Fright fans who have been waiting with bated breath for the triumphant return of Italian horror auteur Dario Argento and the long-overdue final chapter in his Three Mothers trilogy (following Suspiria in 1977 and Inferno in 1980) will be sorely disappointed by this confusing mess. Although Argento’s movies have always focused more on style than on narrative substance, Mother of Tears (La Terza Madre) contains neither elegance of style nor a coherence of plot.
Sarah Mandy (played by Asia Argento, Dario’s daughter), a young art student
in Rome, comes in contact with a mysterious, recently unearthed old chest. Deciding to open the relic, she unleashes an ancient evil, a dark witch known as “The Mother of Tears.” Soon, Rome becomes a place of chaos and death as the Mother’s followers violently await her return. Mandy (with the initial help of her lover, Michael Pierce, who’s played by Brit actor Adam Jones) must race against time and stop MOT from becoming powerful enough to take over the world. Or something to that effect. The plot doesn’t really matter, though, as there are plenty of gory moments to distract the viewer from any plot holes that may be floating awkwardly around—and there are plenty in this mess.
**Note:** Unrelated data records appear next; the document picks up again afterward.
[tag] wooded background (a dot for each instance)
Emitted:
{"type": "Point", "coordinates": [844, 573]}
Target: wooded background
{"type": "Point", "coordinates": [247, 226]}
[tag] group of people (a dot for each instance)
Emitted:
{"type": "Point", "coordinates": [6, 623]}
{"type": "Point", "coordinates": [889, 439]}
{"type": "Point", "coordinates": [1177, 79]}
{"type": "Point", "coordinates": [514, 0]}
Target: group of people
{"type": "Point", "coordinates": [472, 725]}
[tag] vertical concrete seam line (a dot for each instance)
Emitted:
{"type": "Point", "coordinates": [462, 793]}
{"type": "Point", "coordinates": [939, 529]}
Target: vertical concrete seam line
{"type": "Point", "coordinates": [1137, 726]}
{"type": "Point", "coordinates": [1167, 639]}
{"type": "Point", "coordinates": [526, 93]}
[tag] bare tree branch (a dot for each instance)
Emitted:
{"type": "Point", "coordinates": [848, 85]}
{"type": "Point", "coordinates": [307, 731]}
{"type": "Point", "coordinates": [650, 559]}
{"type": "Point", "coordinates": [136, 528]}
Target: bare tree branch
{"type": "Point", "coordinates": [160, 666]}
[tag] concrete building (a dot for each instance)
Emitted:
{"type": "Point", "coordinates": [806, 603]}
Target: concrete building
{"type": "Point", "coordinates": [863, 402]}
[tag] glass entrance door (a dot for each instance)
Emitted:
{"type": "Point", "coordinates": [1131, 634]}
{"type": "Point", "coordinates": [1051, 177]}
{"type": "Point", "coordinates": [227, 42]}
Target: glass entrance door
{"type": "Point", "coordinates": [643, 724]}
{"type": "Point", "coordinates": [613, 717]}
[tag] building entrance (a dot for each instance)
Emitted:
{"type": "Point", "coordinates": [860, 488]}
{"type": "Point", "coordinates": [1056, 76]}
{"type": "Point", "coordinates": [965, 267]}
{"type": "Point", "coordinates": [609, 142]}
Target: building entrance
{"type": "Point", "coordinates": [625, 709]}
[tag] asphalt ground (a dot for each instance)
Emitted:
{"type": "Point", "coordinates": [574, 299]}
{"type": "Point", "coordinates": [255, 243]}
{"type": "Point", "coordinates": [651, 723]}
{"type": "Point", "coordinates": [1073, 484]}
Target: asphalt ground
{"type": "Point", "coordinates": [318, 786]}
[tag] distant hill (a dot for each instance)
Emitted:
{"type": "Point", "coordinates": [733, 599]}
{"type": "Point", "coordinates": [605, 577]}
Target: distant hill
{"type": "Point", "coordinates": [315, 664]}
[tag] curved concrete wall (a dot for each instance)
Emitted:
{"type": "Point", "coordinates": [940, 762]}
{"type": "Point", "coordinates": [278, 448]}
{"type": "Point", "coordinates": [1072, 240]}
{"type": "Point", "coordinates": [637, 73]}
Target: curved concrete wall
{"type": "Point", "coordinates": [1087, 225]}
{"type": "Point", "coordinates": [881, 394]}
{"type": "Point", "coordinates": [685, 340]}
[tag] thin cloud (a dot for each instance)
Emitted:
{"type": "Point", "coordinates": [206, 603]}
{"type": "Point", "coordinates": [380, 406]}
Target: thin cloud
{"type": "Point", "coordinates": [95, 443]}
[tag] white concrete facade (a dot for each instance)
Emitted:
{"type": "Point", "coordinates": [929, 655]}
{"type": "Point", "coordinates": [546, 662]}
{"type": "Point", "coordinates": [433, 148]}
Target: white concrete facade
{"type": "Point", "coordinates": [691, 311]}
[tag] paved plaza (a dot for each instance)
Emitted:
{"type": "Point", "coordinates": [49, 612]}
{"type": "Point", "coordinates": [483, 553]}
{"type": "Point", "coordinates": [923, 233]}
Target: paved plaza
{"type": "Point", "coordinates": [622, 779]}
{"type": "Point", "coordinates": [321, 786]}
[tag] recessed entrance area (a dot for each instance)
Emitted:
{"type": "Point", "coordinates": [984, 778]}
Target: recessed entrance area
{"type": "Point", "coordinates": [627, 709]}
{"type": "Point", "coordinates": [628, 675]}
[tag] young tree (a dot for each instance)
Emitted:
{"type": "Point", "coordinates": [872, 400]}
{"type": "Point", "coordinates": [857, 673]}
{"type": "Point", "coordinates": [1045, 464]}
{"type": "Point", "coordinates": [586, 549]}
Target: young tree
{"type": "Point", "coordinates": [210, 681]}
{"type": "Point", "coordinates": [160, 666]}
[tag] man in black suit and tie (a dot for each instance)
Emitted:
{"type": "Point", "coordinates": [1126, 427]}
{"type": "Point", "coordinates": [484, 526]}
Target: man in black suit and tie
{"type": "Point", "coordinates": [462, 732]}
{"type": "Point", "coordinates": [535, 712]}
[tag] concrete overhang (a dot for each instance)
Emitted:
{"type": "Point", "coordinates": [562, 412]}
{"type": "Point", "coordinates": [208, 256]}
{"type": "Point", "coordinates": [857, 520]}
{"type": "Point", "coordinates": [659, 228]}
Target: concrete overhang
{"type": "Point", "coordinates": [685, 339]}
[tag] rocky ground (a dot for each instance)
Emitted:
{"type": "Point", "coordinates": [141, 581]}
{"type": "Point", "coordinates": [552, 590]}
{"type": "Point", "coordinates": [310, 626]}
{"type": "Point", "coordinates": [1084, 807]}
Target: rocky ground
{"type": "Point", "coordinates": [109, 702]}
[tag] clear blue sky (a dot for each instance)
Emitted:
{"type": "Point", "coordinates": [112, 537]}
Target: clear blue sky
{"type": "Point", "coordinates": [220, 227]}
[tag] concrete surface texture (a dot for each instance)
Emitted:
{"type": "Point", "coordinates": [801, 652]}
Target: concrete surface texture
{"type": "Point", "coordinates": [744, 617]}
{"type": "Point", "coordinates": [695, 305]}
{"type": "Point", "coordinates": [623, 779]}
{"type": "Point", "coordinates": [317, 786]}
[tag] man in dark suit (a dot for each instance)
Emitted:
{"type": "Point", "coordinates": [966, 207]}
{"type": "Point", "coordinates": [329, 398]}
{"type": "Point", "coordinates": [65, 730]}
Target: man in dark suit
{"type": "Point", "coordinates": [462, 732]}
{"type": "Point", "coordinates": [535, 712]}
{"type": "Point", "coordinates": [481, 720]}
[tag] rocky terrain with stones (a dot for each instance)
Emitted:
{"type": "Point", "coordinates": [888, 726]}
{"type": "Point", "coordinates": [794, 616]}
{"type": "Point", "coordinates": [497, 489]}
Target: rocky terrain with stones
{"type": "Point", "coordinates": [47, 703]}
But where does the blame lie for this mishap of celluloid? Well, unlike other horror directors who have had their final cuts compromised by studios (George Romero’s Land of the Dead comes to mind), Argento himself is the true villain here. As writer/director/producer, Argento causes the movie to come across as a talented artist’s last-ditch effort to stay relevant in a genre that has moved on.
The acting is uniformly awful. While Asia Argento is a creative writer/director in her own right, here she plays an American student who’s obviously not American—and her performance is just sloppy and melodramatic. And the plot point where she discovers that she’s descended from the line of white witches, allowing her to communicate with her dead white witch mother, who has previously battled MOT—well, it’s pure cinematic cheese.
The Mother of Tears followers themselves all look like they’re heading to a retro-‘80s concert for The Cure, accessorized in gothic chic. Of course, this is how followers of a supreme witch would dress. Isn’t it obvious?
The gore, while copious, just seems forced and over the top: a woman is eviscerated and her intestines spill out like a factory supply of sausage links. Sex comes in the form of a perpetually naked Mother of Tears as she walks through her sea of worshipers with nothing to do but flash her breasts and behind. For many sick horror fans, the images of the Mother’s hoards, engaged in sadomasochistic orgy, are a case of too little, too late. After all, Saw V opens later this month, and those guys know what torture porn is all about.
With Mother of Tears, Argento has attempted to get back into a game that has
evolved over the last ten years. Where Romero continues to inject contemporary social commentary into his narratives, Argento simply seems stuck back in the plotless supernaturalism if the ‘70s. Suffice it to say, Mother of Tears brought this reviewer close to weeping.